Kevin avait maintenant les yeux tout-à-fait habitués à la pénombre. En outre, il ne s’aperçut pas le moins du monde que Yann était toujours figé devant la porte.
« Je me demande ce qu’il peut bien avoir en haut. Merde, regardez tous ces anciens meubles. »

Yann aurait voulu parler. Il ne le pouvait pas. Il ne le pouvait plus. Il était complètement paralysé par l’effroi.

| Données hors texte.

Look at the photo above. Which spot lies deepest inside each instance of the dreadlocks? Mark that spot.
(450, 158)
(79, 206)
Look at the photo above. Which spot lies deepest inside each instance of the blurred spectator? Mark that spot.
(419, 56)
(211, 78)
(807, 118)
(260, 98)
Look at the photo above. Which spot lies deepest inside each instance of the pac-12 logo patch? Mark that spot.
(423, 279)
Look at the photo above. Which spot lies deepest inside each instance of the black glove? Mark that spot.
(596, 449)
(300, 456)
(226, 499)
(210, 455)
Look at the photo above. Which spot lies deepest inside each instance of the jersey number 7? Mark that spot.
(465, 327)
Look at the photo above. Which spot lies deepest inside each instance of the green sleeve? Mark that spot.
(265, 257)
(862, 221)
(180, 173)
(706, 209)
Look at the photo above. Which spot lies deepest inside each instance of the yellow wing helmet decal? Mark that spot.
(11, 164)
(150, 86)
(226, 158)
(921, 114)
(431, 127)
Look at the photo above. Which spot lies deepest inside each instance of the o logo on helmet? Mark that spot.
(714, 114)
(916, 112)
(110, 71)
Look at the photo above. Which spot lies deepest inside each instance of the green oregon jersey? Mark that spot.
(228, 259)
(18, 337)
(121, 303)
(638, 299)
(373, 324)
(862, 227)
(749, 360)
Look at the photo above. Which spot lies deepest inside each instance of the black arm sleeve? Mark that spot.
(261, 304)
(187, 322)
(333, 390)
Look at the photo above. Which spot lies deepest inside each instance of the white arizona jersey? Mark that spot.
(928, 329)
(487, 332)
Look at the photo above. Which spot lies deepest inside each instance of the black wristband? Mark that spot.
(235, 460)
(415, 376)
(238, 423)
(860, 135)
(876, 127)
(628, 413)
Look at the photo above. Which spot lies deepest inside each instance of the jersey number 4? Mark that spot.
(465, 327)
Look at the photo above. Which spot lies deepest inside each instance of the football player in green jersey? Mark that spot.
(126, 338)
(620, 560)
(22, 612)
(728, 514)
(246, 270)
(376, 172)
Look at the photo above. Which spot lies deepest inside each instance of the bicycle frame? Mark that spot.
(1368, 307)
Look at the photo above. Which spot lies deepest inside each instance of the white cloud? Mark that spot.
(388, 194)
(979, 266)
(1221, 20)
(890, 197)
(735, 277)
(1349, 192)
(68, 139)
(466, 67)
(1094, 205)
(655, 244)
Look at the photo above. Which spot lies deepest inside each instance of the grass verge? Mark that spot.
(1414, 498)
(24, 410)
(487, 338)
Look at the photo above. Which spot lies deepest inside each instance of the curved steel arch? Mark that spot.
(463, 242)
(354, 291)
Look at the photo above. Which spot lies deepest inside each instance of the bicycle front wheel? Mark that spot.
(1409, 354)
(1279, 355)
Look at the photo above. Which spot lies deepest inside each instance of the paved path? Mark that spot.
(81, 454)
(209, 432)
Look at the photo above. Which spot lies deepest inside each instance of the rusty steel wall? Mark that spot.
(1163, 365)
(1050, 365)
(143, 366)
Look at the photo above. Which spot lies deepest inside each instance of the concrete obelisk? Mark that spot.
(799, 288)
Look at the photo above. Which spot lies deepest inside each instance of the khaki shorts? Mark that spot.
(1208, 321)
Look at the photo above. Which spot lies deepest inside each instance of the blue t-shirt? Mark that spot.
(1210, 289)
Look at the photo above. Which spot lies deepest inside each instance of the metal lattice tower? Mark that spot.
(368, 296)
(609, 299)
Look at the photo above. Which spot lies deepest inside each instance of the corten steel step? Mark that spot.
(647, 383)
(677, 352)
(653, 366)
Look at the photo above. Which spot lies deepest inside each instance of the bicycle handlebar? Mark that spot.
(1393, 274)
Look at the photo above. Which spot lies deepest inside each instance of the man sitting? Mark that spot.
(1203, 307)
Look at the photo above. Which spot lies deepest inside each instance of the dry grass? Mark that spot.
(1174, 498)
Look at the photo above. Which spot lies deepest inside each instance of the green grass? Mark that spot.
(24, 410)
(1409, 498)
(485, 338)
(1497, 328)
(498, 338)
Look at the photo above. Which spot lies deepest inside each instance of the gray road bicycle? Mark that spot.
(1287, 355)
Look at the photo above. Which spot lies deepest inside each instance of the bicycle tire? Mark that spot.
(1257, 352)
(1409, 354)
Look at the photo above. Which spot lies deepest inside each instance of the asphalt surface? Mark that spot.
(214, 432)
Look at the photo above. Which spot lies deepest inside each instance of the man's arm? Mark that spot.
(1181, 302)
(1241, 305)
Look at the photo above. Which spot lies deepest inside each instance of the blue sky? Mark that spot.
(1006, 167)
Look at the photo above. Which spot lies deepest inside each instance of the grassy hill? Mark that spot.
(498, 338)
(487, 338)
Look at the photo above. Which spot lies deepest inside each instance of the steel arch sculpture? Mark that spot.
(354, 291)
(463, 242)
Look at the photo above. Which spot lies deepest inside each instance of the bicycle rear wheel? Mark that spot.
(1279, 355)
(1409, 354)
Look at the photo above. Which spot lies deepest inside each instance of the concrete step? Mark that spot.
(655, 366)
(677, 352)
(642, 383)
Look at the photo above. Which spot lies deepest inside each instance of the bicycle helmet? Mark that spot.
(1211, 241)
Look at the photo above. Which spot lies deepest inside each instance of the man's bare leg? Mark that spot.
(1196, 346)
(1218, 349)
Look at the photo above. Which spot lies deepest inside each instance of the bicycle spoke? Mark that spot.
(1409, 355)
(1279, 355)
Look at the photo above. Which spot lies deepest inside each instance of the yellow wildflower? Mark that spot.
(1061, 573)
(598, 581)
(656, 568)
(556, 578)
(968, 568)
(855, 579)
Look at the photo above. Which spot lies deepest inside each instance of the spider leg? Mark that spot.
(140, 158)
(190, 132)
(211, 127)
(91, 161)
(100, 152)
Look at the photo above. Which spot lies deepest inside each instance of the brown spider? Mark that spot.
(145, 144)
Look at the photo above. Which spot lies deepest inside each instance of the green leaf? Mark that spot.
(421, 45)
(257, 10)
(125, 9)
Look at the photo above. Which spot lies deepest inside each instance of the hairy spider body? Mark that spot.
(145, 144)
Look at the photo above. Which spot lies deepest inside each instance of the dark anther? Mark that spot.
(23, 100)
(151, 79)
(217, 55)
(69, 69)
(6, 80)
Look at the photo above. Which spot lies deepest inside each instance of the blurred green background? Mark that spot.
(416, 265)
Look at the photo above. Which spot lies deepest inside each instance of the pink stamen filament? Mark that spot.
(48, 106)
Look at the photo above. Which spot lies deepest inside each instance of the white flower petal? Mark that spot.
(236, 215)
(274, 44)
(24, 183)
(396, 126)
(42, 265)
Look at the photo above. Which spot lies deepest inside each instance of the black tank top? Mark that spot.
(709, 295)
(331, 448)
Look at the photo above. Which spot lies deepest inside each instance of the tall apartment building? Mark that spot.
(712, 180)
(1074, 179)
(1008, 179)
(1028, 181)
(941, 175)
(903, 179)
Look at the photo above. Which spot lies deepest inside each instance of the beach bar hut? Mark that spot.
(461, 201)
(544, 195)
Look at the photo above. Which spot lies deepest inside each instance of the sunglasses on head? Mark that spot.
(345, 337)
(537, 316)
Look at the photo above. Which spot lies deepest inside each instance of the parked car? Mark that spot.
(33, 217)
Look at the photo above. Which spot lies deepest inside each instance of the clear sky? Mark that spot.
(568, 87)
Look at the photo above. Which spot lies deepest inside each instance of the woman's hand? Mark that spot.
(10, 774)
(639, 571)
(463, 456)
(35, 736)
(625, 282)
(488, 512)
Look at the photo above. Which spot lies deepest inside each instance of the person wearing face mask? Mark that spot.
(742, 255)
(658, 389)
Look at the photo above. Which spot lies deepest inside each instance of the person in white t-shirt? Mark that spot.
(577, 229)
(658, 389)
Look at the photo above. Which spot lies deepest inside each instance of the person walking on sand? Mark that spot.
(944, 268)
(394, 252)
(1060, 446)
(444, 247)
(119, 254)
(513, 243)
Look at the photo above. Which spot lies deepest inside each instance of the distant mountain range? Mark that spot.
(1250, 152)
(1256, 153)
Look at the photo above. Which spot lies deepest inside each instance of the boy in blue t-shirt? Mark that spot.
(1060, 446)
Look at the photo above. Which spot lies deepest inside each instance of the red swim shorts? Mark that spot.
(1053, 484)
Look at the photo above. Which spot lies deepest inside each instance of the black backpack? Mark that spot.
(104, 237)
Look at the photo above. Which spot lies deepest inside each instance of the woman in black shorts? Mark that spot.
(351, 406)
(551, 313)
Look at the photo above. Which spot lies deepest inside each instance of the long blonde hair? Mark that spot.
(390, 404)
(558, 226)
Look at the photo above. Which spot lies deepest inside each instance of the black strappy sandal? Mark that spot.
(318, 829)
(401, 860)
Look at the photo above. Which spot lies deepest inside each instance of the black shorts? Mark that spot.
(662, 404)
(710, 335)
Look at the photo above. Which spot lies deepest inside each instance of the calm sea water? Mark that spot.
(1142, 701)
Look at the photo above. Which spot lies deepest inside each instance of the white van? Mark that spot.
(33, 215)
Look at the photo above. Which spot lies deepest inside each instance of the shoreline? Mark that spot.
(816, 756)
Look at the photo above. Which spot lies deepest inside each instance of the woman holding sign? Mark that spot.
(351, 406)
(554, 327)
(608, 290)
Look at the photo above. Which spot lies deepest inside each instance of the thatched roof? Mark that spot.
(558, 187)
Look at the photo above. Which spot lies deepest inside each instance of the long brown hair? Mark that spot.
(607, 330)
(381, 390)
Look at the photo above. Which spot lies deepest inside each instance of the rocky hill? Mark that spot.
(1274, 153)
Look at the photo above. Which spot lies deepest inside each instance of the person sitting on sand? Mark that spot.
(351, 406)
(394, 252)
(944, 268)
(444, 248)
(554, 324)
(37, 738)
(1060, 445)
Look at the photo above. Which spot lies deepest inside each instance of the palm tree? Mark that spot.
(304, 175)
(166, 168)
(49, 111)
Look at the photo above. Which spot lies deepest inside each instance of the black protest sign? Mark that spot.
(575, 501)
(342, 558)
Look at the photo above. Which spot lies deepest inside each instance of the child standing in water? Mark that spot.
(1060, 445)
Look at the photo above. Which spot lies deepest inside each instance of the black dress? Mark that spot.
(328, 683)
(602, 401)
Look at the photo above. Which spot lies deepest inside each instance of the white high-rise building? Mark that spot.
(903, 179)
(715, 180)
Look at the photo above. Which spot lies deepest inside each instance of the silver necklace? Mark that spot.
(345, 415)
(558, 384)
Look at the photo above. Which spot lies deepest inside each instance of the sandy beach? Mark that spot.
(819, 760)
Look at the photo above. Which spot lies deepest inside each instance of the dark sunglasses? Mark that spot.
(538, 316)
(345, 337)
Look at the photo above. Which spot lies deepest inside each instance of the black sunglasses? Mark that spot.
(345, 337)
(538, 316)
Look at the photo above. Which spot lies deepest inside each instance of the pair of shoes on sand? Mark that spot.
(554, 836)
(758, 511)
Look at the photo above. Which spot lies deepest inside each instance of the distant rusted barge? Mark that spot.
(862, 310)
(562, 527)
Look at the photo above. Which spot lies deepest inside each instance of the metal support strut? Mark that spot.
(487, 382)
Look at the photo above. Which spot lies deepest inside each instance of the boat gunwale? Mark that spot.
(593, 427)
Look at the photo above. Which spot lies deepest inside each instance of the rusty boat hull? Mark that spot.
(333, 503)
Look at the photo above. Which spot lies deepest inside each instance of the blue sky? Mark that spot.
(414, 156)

« Cette chaise doit bien avoir mille ans. Regarde ça Kev ! »
Nicolas contemplait une vieille chaise de bois, ternie et pleine de fils d’araignée.
Il reprit : « Yann, regarde ça !
— Yann ? »
Kevin s’était tourné lui aussi.
« Yann, qu’est-ce que tu fiches là ? Viens voir ! Il n’y a personne ici.
Alex fut le premier à se précipiter vers son frère. Ses yeux trahissaient l’inquiétude, l’anxiété.
« Yann, ça ne va pas ? Qu’est-ce qu’il y a ?
— Partir… Je veux partir.
— Qu’est-ce qu’il y a ? Yann ! Tu commences à me faire peur ! »
Mais Yann n’arrivait plus à trouver la force de parler davantage.
Son frère ne savait plus quoi dire ni quoi penser. C’était maintenant lui le plus brave de la famille.
Steve donna un grand coup dans le dos de son ami.
« Qu’est-ce que tu fous, merde ?
— Je crois que ça ne va pas. Regarde-le. »
Nicolas semblait également ne pas comprendre les craintes de Yann.
« Yann, dis-moi ce qui se passe. Dis-le moi. »
Kevin regardait droit dans les yeux de son meilleur ami. Des yeux qui semblaient complètement éteints. Il n’y eut aucune réponse.
« Parle-moi Yann ! Parle-moi ! »
Kevin perdait patience. Il n’avait jamais vu son ami de cette façon.

De longues minutes passèrent, de longues minutes de silence.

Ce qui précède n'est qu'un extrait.